A MUSICA FRANCEZA NO NORTE DA EUROPA

Publicado na Folha da Manhã, sexta-feira, 19 de junho de 1926

Neste texto foi mantida a grafia original

O Impressões de Mauricio Ravel, o autor de "L'heure espagnole" - O libreto e a musica dessa obra Mauricio

Ravel acaba de realizar importante excursão artistica na Suecia, na Noruega, na Dinamarca e na Escocia. Por occasião de sua passagem por Bruxellas, o grande orgam hollandez "Telegraaf" mandou um dos seus redactores colher as impressões de viagem do celebre autor de "Apprenti sorcier" e hoje um dos chefes das modernas tendencias da musica franceza.

Mauricio Ravel, cujo nome figura na primeira plana dos compositores contemporaneos torna-se agora lembrado pelo ruidoso exito que obteve a sua obra "Heure espagnole" em Turim - uma das novidades que teremos occasião de conhecer na proxima estação lyrica - declarou-se lisonjeado pelo acolhimento que lhe dispensaram em todos os centros que teve ensejo de visitar. "Os compositores dos paizes que percorri - assim se exprimiu o celebre compositor - gostam muito de Brahms. Mostram-se mais inspirados pela musica allemã do que pela admiravel e pittoresca musica de Grieg e de Svendsen, o que é a meu ver, lamentavel.

Os musicos francezes soffrem mais a influencia de Grieg e de Svendsen do que os compatriotas desses dois grandes artistas. Pude, porém, felizmente, constatar a grande comprehensão que o publico scandinavo tem da musica franceza, pois a acolhida às minhas obras foi das mais calorosas. Não devo, portanto, ser ingrato para os ouvintes que, em Edinburg, onde dirigi um concerto, me aclamaram com delirante enthusiasmo".
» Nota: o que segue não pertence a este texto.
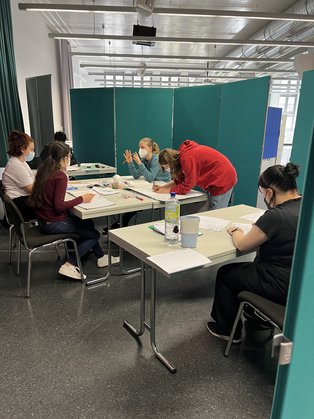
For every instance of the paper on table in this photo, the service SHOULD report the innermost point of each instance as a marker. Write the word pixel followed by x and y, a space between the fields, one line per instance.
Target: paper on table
pixel 212 223
pixel 97 202
pixel 244 226
pixel 179 260
pixel 105 191
pixel 253 216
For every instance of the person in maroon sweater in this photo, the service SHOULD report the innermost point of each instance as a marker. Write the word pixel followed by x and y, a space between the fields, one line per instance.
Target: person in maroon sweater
pixel 198 165
pixel 48 199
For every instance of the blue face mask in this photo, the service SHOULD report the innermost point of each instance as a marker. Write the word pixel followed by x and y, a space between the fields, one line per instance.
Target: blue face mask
pixel 30 156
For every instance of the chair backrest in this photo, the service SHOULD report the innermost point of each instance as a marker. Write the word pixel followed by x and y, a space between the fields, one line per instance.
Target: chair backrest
pixel 14 216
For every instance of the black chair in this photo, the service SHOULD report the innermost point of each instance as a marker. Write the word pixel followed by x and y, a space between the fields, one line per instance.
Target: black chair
pixel 30 236
pixel 7 222
pixel 264 310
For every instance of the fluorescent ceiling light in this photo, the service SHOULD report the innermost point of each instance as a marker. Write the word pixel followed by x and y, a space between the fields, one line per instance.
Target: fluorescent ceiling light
pixel 183 57
pixel 238 70
pixel 55 7
pixel 209 41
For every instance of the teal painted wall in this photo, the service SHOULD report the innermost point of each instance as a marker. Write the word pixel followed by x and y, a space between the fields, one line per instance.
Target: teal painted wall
pixel 243 112
pixel 142 113
pixel 196 115
pixel 293 396
pixel 93 125
pixel 304 125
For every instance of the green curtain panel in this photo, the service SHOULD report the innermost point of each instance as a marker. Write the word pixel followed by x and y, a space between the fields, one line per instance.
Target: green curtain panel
pixel 10 108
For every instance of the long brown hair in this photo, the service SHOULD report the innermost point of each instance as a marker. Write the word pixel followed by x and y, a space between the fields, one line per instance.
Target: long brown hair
pixel 57 151
pixel 171 157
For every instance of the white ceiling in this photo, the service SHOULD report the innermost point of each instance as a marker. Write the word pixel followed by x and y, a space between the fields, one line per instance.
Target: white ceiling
pixel 222 28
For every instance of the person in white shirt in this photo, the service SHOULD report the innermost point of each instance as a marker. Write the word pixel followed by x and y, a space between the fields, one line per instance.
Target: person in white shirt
pixel 18 177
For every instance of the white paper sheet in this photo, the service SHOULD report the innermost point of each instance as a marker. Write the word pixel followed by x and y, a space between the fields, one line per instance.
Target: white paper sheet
pixel 212 223
pixel 97 202
pixel 253 216
pixel 179 260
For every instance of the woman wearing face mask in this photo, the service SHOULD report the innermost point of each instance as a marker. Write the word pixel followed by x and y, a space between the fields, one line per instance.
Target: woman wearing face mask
pixel 147 162
pixel 273 235
pixel 18 177
pixel 48 198
pixel 199 165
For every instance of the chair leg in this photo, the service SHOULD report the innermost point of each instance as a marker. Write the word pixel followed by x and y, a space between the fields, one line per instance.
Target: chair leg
pixel 29 267
pixel 11 232
pixel 79 264
pixel 18 258
pixel 234 327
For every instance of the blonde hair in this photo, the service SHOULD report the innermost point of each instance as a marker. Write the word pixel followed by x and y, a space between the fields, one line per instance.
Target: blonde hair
pixel 172 159
pixel 151 143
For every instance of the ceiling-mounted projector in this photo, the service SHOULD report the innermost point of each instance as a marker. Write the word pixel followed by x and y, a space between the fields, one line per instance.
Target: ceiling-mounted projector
pixel 144 7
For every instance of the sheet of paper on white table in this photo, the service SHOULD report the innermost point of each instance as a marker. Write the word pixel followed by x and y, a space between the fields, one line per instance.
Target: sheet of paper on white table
pixel 245 227
pixel 97 202
pixel 179 260
pixel 253 216
pixel 212 223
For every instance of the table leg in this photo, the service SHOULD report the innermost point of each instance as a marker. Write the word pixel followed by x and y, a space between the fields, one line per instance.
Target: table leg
pixel 128 326
pixel 158 354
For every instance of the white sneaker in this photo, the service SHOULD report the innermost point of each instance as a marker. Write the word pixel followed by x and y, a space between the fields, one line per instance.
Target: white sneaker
pixel 103 261
pixel 71 271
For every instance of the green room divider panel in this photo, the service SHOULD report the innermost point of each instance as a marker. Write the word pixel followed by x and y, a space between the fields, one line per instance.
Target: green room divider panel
pixel 93 125
pixel 142 113
pixel 196 115
pixel 243 111
pixel 304 125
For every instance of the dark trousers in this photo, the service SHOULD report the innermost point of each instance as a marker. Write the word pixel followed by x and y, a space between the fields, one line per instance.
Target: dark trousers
pixel 230 281
pixel 27 212
pixel 89 236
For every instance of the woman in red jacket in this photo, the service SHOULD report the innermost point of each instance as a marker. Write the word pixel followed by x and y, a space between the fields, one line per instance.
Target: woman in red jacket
pixel 198 165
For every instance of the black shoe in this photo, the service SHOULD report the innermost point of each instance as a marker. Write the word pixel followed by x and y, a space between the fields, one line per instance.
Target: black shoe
pixel 113 226
pixel 211 327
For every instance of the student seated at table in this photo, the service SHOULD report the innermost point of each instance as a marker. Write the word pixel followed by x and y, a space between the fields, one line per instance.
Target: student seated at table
pixel 48 198
pixel 146 164
pixel 18 177
pixel 198 165
pixel 273 235
pixel 146 161
pixel 58 136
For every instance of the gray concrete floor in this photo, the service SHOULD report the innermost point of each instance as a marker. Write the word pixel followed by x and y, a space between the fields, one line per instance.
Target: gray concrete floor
pixel 64 352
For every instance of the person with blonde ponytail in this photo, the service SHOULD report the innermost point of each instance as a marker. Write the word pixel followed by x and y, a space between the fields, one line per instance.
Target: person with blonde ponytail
pixel 273 235
pixel 146 162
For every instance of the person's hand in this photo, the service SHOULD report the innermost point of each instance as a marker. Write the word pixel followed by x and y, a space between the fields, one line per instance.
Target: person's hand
pixel 162 189
pixel 87 197
pixel 128 156
pixel 232 229
pixel 137 159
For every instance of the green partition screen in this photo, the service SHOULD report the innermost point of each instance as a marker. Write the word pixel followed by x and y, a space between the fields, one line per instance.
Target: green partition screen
pixel 304 126
pixel 93 125
pixel 196 115
pixel 141 113
pixel 241 132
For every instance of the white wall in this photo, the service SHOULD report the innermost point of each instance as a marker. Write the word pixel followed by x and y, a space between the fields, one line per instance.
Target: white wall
pixel 35 55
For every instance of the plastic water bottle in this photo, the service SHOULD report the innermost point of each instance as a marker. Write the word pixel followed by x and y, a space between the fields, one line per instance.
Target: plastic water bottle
pixel 172 219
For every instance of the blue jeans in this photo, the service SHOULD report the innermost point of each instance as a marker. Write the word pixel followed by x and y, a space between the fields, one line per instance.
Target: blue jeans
pixel 89 236
pixel 220 201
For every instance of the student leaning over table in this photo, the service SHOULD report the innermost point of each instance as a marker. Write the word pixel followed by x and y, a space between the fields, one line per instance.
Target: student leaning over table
pixel 273 235
pixel 48 199
pixel 147 162
pixel 198 165
pixel 18 177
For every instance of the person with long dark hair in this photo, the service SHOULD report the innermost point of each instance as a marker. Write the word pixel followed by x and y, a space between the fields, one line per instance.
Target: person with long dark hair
pixel 48 199
pixel 18 177
pixel 273 235
pixel 198 165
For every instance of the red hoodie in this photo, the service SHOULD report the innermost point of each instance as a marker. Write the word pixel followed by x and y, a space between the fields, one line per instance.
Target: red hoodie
pixel 205 167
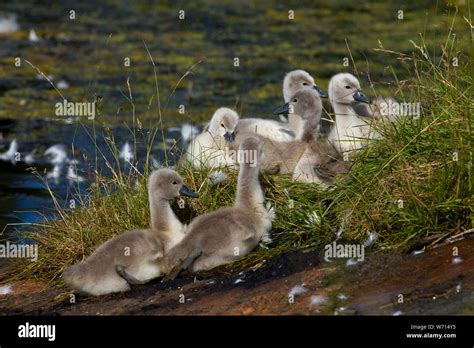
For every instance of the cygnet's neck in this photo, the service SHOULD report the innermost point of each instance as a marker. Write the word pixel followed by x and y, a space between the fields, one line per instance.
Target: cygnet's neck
pixel 162 216
pixel 218 140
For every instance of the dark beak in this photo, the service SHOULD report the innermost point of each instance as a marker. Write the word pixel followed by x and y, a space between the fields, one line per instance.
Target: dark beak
pixel 322 94
pixel 186 191
pixel 283 110
pixel 361 97
pixel 230 137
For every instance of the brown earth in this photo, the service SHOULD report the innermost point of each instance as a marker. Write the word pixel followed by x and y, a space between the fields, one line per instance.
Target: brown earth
pixel 431 283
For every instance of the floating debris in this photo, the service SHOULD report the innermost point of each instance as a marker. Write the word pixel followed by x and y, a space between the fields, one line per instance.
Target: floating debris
pixel 5 289
pixel 344 311
pixel 418 252
pixel 126 153
pixel 458 288
pixel 456 260
pixel 342 296
pixel 297 290
pixel 316 300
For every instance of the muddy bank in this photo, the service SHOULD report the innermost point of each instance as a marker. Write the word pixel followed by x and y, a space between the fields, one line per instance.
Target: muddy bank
pixel 434 282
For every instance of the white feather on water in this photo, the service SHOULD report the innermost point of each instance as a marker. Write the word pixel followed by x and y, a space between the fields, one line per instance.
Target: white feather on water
pixel 371 237
pixel 72 175
pixel 313 219
pixel 297 290
pixel 10 154
pixel 9 24
pixel 33 37
pixel 57 154
pixel 55 174
pixel 63 84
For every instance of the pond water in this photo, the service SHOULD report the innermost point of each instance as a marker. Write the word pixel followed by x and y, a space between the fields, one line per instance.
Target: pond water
pixel 208 55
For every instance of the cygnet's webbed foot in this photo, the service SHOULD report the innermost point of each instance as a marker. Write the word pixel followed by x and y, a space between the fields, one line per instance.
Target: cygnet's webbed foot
pixel 129 278
pixel 182 265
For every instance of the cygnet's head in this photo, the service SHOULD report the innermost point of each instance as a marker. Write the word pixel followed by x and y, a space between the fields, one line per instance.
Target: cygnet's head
pixel 298 80
pixel 223 123
pixel 344 88
pixel 305 103
pixel 167 184
pixel 250 151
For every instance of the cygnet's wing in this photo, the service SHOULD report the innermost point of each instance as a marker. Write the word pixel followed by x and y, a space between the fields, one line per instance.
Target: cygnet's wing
pixel 121 271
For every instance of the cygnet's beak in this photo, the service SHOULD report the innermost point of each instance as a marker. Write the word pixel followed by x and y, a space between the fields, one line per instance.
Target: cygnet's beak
pixel 282 110
pixel 361 97
pixel 186 191
pixel 322 94
pixel 229 137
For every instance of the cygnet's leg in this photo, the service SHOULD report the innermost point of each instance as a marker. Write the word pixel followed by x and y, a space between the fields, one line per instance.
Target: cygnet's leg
pixel 125 275
pixel 182 265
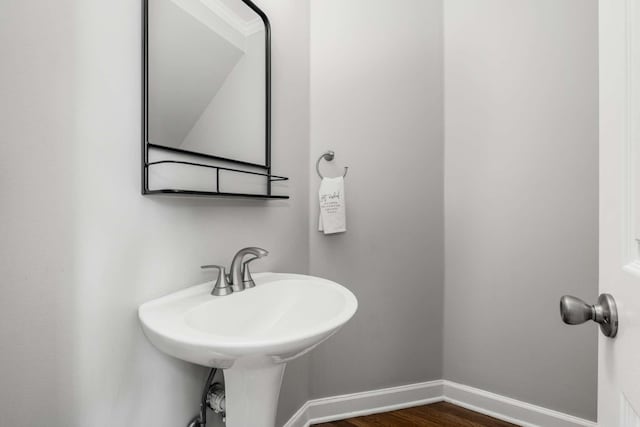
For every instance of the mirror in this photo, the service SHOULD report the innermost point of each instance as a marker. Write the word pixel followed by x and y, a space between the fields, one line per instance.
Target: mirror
pixel 207 79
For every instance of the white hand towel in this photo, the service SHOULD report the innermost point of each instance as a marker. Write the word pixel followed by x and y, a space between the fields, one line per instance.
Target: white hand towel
pixel 332 206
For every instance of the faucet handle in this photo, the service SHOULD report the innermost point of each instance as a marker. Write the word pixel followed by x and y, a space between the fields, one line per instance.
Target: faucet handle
pixel 222 286
pixel 247 280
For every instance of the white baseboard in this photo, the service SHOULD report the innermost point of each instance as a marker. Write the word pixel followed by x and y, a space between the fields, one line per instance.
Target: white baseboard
pixel 366 403
pixel 390 399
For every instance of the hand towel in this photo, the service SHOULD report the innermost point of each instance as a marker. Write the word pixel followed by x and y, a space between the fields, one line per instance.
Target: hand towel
pixel 332 217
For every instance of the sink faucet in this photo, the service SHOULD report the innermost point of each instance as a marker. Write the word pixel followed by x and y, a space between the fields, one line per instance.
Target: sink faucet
pixel 239 278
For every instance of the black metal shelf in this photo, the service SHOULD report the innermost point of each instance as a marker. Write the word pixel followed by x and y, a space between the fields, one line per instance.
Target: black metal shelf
pixel 271 178
pixel 216 194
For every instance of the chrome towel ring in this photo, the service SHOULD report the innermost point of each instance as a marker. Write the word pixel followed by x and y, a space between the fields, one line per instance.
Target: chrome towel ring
pixel 328 156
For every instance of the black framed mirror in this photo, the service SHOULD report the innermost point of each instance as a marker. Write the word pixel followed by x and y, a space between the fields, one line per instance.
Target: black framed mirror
pixel 206 98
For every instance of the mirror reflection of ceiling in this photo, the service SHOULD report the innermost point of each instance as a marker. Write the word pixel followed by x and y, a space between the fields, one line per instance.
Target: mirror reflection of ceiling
pixel 194 48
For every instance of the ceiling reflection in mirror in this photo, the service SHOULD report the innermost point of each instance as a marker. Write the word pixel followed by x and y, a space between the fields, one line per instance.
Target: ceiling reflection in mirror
pixel 207 78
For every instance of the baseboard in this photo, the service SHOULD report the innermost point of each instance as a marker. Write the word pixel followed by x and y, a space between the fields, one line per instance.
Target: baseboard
pixel 508 409
pixel 390 399
pixel 366 403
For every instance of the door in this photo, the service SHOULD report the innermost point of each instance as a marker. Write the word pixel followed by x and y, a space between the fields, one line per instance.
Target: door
pixel 619 358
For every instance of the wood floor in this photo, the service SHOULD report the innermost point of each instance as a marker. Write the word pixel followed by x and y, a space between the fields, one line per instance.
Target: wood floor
pixel 434 415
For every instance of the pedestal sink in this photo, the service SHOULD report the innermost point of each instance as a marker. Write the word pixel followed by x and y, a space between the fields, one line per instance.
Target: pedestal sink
pixel 250 334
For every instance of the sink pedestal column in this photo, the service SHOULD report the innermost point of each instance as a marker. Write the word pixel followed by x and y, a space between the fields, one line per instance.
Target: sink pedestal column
pixel 252 394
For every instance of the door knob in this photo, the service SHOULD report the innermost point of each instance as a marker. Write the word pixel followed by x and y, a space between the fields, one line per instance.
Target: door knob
pixel 574 311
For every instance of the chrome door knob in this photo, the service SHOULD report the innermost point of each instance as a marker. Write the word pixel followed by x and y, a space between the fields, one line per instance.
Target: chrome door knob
pixel 574 311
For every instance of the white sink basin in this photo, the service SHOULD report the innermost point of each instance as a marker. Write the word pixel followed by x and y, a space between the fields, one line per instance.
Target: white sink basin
pixel 250 334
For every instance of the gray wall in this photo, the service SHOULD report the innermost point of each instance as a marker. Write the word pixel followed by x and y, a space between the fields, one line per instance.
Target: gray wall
pixel 521 197
pixel 376 99
pixel 82 248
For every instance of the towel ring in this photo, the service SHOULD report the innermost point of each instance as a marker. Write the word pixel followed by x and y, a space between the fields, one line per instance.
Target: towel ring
pixel 328 156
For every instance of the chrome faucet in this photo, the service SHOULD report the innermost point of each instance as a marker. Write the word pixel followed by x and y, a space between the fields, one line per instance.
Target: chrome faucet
pixel 239 278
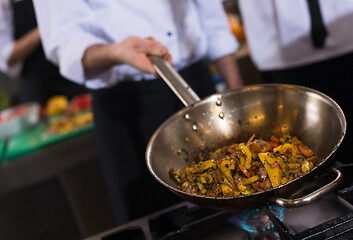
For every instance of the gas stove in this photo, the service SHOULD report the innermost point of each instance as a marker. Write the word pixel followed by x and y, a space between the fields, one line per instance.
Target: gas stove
pixel 328 218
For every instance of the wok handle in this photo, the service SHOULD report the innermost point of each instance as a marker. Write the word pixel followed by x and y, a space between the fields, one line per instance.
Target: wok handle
pixel 299 202
pixel 174 80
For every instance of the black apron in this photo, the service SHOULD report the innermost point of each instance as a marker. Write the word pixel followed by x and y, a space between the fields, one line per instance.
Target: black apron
pixel 39 78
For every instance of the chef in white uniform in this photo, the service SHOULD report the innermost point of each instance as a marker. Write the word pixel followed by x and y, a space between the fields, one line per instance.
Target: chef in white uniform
pixel 103 44
pixel 305 42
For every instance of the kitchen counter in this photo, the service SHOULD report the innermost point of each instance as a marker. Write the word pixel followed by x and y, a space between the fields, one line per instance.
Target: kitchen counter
pixel 58 189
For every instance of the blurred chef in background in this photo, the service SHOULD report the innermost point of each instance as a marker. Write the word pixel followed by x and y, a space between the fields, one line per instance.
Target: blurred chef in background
pixel 103 44
pixel 305 42
pixel 22 56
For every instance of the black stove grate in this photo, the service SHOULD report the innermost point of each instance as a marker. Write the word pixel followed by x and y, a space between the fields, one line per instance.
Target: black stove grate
pixel 338 228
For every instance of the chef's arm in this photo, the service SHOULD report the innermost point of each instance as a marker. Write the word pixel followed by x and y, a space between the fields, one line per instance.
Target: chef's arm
pixel 228 69
pixel 132 51
pixel 24 47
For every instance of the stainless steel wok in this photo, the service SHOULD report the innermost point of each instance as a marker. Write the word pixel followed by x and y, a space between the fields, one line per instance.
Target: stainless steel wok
pixel 235 115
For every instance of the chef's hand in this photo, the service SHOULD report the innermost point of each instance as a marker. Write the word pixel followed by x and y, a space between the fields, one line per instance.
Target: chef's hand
pixel 132 51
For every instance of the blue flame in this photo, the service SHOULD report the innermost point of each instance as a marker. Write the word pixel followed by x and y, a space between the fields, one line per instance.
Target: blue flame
pixel 243 219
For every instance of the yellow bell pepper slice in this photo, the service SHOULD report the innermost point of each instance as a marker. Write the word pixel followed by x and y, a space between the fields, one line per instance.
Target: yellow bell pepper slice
pixel 284 147
pixel 248 154
pixel 274 173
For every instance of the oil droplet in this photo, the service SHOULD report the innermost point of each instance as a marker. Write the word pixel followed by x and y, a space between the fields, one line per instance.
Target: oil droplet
pixel 219 101
pixel 187 116
pixel 195 127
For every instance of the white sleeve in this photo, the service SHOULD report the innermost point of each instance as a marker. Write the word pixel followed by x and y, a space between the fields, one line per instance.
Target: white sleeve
pixel 67 30
pixel 221 41
pixel 7 40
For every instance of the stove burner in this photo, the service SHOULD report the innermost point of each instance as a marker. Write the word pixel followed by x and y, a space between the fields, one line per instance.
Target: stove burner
pixel 256 221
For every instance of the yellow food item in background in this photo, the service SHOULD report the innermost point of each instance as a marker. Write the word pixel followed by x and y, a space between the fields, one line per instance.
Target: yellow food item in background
pixel 56 104
pixel 236 27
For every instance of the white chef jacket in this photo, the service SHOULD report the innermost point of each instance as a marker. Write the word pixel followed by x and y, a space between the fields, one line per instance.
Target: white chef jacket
pixel 7 40
pixel 278 31
pixel 190 29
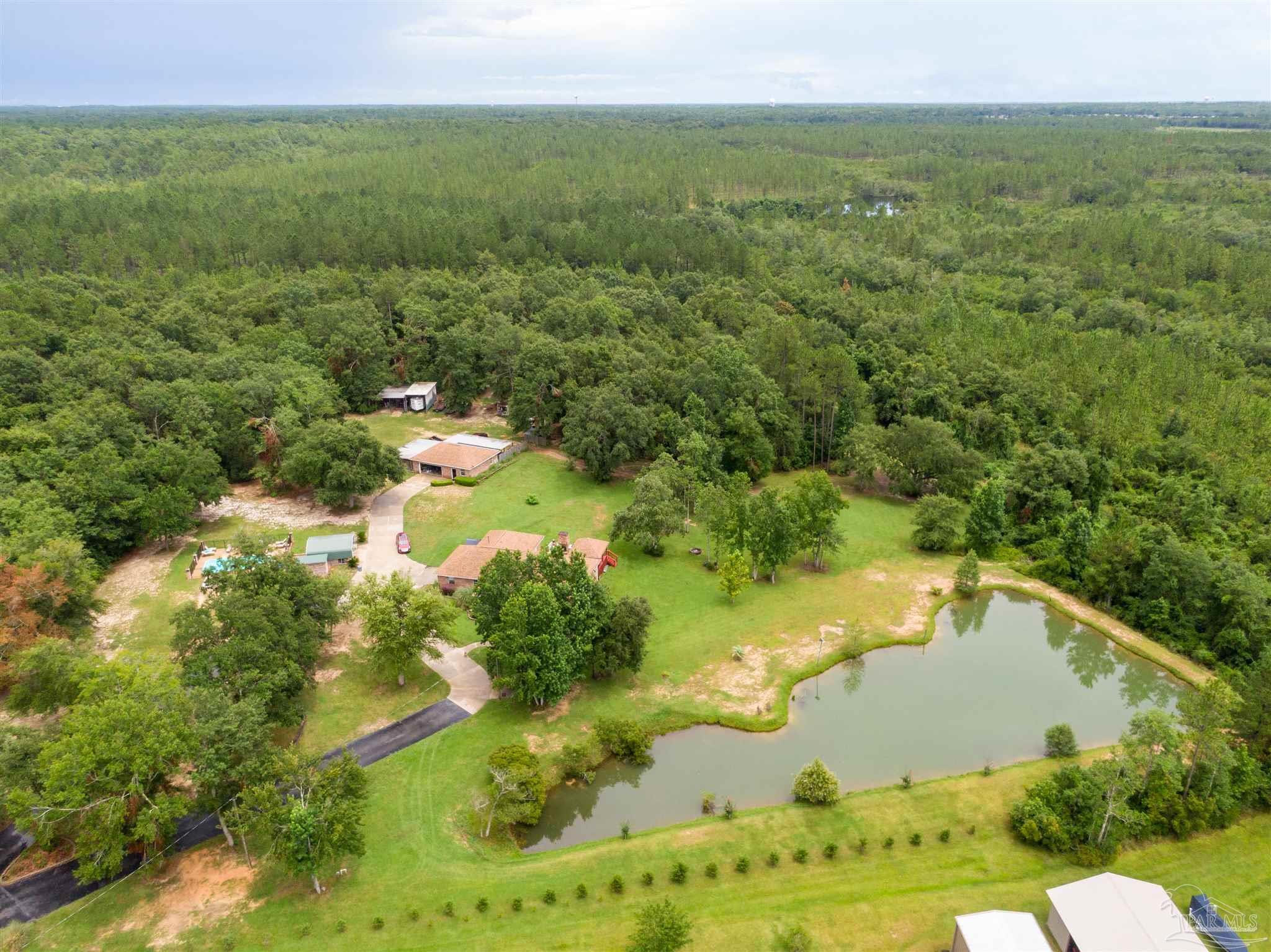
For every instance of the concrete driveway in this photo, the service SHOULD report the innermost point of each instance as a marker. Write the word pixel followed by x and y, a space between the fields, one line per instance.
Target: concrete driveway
pixel 469 684
pixel 380 554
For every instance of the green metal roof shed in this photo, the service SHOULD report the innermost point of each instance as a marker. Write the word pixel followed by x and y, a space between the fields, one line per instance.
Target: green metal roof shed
pixel 333 547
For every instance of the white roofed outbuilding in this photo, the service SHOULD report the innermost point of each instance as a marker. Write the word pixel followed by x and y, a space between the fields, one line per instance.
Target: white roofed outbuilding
pixel 1108 913
pixel 998 931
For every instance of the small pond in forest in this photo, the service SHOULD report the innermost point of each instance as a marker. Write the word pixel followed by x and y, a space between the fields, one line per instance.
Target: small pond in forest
pixel 999 671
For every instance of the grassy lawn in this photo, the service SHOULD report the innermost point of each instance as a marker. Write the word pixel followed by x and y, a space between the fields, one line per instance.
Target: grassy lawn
pixel 360 698
pixel 397 429
pixel 421 838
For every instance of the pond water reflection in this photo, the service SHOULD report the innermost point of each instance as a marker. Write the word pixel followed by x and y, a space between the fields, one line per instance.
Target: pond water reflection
pixel 1000 670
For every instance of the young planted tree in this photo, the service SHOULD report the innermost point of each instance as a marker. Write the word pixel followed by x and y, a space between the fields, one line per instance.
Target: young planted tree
pixel 1061 742
pixel 816 783
pixel 815 504
pixel 966 577
pixel 312 816
pixel 734 575
pixel 987 520
pixel 661 927
pixel 713 510
pixel 107 783
pixel 402 622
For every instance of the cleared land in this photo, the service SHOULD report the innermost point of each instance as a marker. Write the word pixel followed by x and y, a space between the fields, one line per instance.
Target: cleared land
pixel 422 850
pixel 395 428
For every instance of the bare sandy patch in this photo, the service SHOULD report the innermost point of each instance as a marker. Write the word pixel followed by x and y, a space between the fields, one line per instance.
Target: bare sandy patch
pixel 436 498
pixel 200 889
pixel 343 637
pixel 544 745
pixel 297 511
pixel 561 708
pixel 140 572
pixel 747 685
pixel 914 621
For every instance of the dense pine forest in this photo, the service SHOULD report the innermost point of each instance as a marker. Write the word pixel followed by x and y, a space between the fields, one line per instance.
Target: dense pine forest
pixel 1062 313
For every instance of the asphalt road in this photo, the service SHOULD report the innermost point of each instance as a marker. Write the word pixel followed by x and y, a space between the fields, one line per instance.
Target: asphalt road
pixel 40 894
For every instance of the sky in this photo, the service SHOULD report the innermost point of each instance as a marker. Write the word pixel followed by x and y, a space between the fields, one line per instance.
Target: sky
pixel 711 51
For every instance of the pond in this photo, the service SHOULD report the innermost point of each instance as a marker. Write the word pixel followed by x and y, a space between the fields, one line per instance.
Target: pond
pixel 999 671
O nome de Mauricio Ravel dispensa quaesquer referencias. Limitar-no-emos, pois, a accrescentar algo acerca de sua obra "L'heure espagnole", que dentro em breve será cantada no nosso principal theatro. Escripta em 1907, foi executada pela primeira vez na Opera Comique de Paris, em 1911. O libretista Franc Nohain, que foi o collaborador literario de Ravel, desenvolveu nella uma aventura de sabor bocca ciano. A trama de "L'heure espagnole" acompanha o rithmo dos relogios. Na relojoaria de Torquemada, que alem de possuir os mais bellos e sonoros relogios de Andaluzia tem uma esposa que muitos cobiçam, occorre um episodio jocoso, entre o truculento tropeiro Ramiro, e estudante romantico Gonçalvo, o abastado e aparvalhado banqueiro Inigo Gomes, todos elles perdidos de amores por d. Concepcion, a requestada mulher do fabricante de relogios. D. Concepcion, com a cumplicidade de um relogio, depois de haver enganado o por demais platonico banqueiro, e o estudante por demais choramingas, a todos prefere o rude e masculo tropeiro.

A Torquemada outro consolo não resta que o de haver vendido uma grande pendula, que o banqueiro se viu obrigado a comprar porque nella se escondera...

O valor da comedia musicada por Mauricio Ravel, na opinião de autorizado critico, reside na vivacidade da acção e no dialogo brejeiro. A musica descreve com subtil ironia as varias atitudes comicas, mas levemente, sem vulgaridade. O comico toca, às vezes, às raias da caricatura, mas nunca ultrapassa os limites traçados por um gosto fino e aristocratico.

Nos coloridos, Ravel é sempre artista minucioso, quasi miniaturista, encantadoramente francez. As pinceladas com que colore, sublinhando-se, as expressões do dialogo, são outros tantos pequenos achados em perfeita harmonia de medidas e de nuanças com as expressões verbaes. Ravel orchestrador usa, tambem nessa composição, as mais delicadas combinações de accentos da musica impressionista, tal como nas suas melhores composições para orchestra. Mas, em equilibrio com a tenue trama comica, usa mais parcamente da sonoridade.

Como compositor lyrico, sem ser mais profundo do que nas suas musicas de camera, é, em alguns pontos da comedia, mais claro e menos triste. A musica de "L'heure espagnole" é, enfim, a arte de um temperamento requintado, que despreza os effeitos grosseiros.